Laura J. Martin
2020 Hellman Fellow
Assistant Professor of Environmental Studies and Faculty Affiliate in History
Project Title: The History and Politics of Ecological Restoration
Project Description: Laura Martin will use her Hellman Fellowship to support her research costs while she is in residency at the Stanford Humanities Center at Stanford University during the 2020-2021 academic year. While on leave she will complete her first book project, tentatively titled “Saving Species: The History and Politics of Ecological Restoration.” This book project is an outgrowth of Laura’s ongoing research on the ecological restoration movement. Ecological restoration is a subfield of ecology and environmental studies that gained importance during the 20th century, and in the 21st century has become crucial to global responses to both rapidly changing climates and environments. “Saving Species” analyzes ecological restoration’s transformation from an obscure hobby to an international undertaking and explores the movement’s history as an idea, a practice, and a scientific discipline in the US from 1910 to the present. “Saving Species” asks: How does the history of restoration map onto the history of scientific ecology? When and why were protected areas reframed as areas for the restoration of biodiversity? What can the history of ecological restoration tell us about how Americans relate to their national past? Through analyzing diverse archives, “Saving Species” reveals surprising historical connections among amateur naturalists, professional ecologists, The Nature Conservancy, the US Fish and Wildlife Service, and the US Atomic Energy Commission.

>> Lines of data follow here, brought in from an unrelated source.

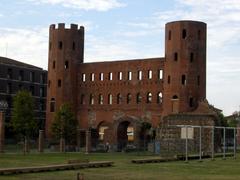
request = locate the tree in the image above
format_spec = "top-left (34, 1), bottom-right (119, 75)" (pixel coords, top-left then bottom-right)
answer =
top-left (11, 90), bottom-right (37, 154)
top-left (51, 104), bottom-right (77, 150)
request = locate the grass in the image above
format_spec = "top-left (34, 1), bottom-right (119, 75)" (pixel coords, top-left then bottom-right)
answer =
top-left (0, 153), bottom-right (240, 180)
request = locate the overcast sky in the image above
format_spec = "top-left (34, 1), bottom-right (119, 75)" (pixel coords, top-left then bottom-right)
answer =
top-left (0, 0), bottom-right (240, 115)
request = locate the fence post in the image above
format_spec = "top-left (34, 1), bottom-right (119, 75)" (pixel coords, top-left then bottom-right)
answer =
top-left (212, 126), bottom-right (215, 160)
top-left (185, 126), bottom-right (188, 162)
top-left (199, 126), bottom-right (202, 161)
top-left (223, 127), bottom-right (226, 159)
top-left (233, 128), bottom-right (236, 159)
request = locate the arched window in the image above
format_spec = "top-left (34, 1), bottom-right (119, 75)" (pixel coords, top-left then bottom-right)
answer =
top-left (127, 93), bottom-right (132, 104)
top-left (98, 94), bottom-right (103, 104)
top-left (168, 76), bottom-right (171, 84)
top-left (99, 73), bottom-right (103, 81)
top-left (189, 97), bottom-right (194, 107)
top-left (168, 31), bottom-right (172, 40)
top-left (58, 41), bottom-right (63, 49)
top-left (147, 92), bottom-right (152, 103)
top-left (148, 70), bottom-right (152, 79)
top-left (72, 42), bottom-right (76, 50)
top-left (108, 94), bottom-right (112, 104)
top-left (157, 92), bottom-right (162, 104)
top-left (172, 95), bottom-right (178, 99)
top-left (182, 74), bottom-right (187, 85)
top-left (81, 94), bottom-right (85, 104)
top-left (137, 93), bottom-right (142, 104)
top-left (138, 71), bottom-right (142, 80)
top-left (182, 29), bottom-right (187, 39)
top-left (128, 71), bottom-right (132, 81)
top-left (174, 52), bottom-right (178, 61)
top-left (50, 98), bottom-right (55, 112)
top-left (89, 94), bottom-right (94, 105)
top-left (117, 93), bottom-right (122, 104)
top-left (198, 30), bottom-right (201, 40)
top-left (197, 76), bottom-right (200, 86)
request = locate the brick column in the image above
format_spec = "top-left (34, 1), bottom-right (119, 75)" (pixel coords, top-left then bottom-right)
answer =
top-left (0, 112), bottom-right (5, 153)
top-left (86, 130), bottom-right (92, 154)
top-left (38, 130), bottom-right (44, 152)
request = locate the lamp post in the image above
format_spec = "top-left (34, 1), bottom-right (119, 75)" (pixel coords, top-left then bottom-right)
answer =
top-left (0, 101), bottom-right (8, 153)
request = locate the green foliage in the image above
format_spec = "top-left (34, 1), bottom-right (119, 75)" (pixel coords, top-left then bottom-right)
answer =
top-left (51, 104), bottom-right (77, 143)
top-left (11, 90), bottom-right (37, 137)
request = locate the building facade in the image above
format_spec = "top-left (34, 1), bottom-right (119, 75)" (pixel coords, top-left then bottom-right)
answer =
top-left (0, 57), bottom-right (47, 137)
top-left (46, 21), bottom-right (215, 148)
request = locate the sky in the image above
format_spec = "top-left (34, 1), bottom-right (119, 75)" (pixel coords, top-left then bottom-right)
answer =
top-left (0, 0), bottom-right (240, 115)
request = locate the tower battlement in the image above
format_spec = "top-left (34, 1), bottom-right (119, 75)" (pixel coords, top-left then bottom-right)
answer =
top-left (50, 23), bottom-right (84, 31)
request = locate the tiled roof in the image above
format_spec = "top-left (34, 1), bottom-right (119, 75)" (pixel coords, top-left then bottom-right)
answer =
top-left (0, 56), bottom-right (43, 70)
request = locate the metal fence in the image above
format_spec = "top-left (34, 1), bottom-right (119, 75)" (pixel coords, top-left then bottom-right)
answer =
top-left (1, 125), bottom-right (240, 161)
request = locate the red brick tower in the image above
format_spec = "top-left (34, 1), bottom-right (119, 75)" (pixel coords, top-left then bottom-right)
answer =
top-left (46, 24), bottom-right (84, 135)
top-left (163, 21), bottom-right (206, 115)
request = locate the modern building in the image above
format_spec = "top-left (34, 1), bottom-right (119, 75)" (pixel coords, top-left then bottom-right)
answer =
top-left (0, 57), bottom-right (47, 136)
top-left (46, 21), bottom-right (218, 148)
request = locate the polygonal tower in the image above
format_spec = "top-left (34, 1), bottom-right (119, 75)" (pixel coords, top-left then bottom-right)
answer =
top-left (46, 23), bottom-right (84, 135)
top-left (163, 21), bottom-right (207, 115)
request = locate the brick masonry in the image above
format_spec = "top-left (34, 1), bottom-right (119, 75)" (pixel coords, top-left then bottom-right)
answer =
top-left (0, 111), bottom-right (5, 153)
top-left (46, 21), bottom-right (215, 150)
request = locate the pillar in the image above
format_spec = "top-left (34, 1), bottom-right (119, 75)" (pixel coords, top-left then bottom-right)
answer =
top-left (38, 130), bottom-right (44, 152)
top-left (0, 112), bottom-right (5, 153)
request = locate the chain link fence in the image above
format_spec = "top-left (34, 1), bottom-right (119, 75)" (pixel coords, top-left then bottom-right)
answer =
top-left (1, 125), bottom-right (240, 161)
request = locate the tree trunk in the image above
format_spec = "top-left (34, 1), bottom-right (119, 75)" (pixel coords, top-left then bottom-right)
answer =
top-left (23, 136), bottom-right (29, 155)
top-left (60, 137), bottom-right (65, 152)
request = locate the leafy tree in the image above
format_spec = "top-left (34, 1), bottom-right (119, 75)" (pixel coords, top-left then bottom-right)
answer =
top-left (51, 104), bottom-right (77, 144)
top-left (11, 90), bottom-right (37, 153)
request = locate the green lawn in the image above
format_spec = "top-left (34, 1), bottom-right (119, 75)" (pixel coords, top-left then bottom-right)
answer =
top-left (0, 153), bottom-right (240, 180)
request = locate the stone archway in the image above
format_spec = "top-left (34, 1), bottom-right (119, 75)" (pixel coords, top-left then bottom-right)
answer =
top-left (117, 121), bottom-right (130, 151)
top-left (97, 121), bottom-right (110, 143)
top-left (115, 117), bottom-right (140, 151)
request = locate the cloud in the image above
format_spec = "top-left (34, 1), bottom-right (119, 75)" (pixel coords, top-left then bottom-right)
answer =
top-left (28, 0), bottom-right (126, 11)
top-left (0, 28), bottom-right (48, 69)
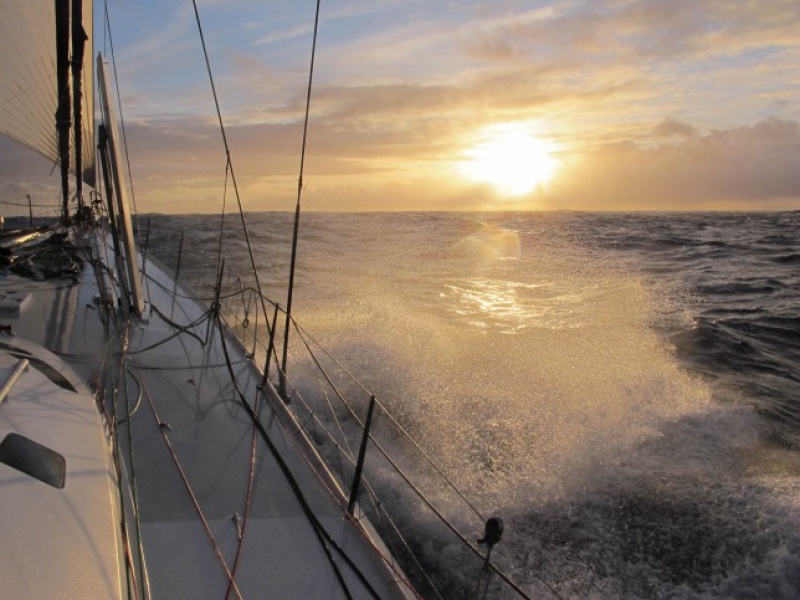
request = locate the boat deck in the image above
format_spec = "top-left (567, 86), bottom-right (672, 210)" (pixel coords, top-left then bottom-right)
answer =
top-left (0, 227), bottom-right (414, 599)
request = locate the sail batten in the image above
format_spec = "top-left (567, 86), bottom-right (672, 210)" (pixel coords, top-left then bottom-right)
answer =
top-left (0, 0), bottom-right (95, 184)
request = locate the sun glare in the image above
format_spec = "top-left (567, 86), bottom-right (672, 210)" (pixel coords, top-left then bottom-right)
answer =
top-left (460, 125), bottom-right (559, 196)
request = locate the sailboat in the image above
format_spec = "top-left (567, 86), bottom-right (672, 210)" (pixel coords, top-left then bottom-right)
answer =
top-left (0, 0), bottom-right (544, 599)
top-left (0, 0), bottom-right (416, 599)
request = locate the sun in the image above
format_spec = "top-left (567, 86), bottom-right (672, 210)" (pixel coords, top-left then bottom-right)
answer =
top-left (459, 125), bottom-right (559, 196)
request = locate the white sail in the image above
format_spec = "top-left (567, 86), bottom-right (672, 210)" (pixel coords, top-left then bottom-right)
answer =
top-left (0, 0), bottom-right (94, 179)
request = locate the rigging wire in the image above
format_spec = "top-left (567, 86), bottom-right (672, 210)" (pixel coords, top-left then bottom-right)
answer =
top-left (105, 2), bottom-right (141, 242)
top-left (192, 0), bottom-right (274, 370)
top-left (281, 0), bottom-right (321, 380)
top-left (216, 313), bottom-right (380, 599)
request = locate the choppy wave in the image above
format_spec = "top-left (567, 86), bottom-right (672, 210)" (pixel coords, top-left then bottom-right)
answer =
top-left (149, 213), bottom-right (800, 598)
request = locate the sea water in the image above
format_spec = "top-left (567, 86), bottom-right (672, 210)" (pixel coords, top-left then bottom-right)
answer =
top-left (145, 213), bottom-right (800, 598)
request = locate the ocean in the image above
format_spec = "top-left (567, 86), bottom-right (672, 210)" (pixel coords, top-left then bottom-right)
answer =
top-left (145, 212), bottom-right (800, 598)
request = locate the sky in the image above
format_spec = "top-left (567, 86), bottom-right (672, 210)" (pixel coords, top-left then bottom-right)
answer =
top-left (0, 0), bottom-right (800, 213)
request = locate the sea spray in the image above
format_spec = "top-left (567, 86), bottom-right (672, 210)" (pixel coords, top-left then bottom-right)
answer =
top-left (147, 214), bottom-right (800, 598)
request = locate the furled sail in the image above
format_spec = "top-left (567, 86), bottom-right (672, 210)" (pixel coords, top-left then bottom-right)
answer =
top-left (0, 0), bottom-right (95, 184)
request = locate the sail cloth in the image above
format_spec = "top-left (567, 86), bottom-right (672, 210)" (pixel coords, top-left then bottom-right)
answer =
top-left (0, 0), bottom-right (95, 185)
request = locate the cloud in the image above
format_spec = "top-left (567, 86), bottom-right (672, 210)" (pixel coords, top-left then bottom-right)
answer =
top-left (546, 118), bottom-right (800, 210)
top-left (653, 118), bottom-right (697, 138)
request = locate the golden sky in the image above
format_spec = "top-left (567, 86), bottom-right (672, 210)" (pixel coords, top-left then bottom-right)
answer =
top-left (0, 0), bottom-right (800, 212)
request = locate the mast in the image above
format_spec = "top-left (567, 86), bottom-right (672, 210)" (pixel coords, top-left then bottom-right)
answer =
top-left (55, 0), bottom-right (72, 222)
top-left (71, 0), bottom-right (89, 211)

Laura’s residency at Stanford will connect her with new colleagues and expose her to emerging research in environmental studies that will inform both her research and teaching. She will also workshop chapters of “Saving Species” and seek feedback on the manuscript from her new colleagues as she prepares it for publication.
Laura hopes to submit the manuscript of “Saving Species” to Harvard University Press for peer review by winter 2020.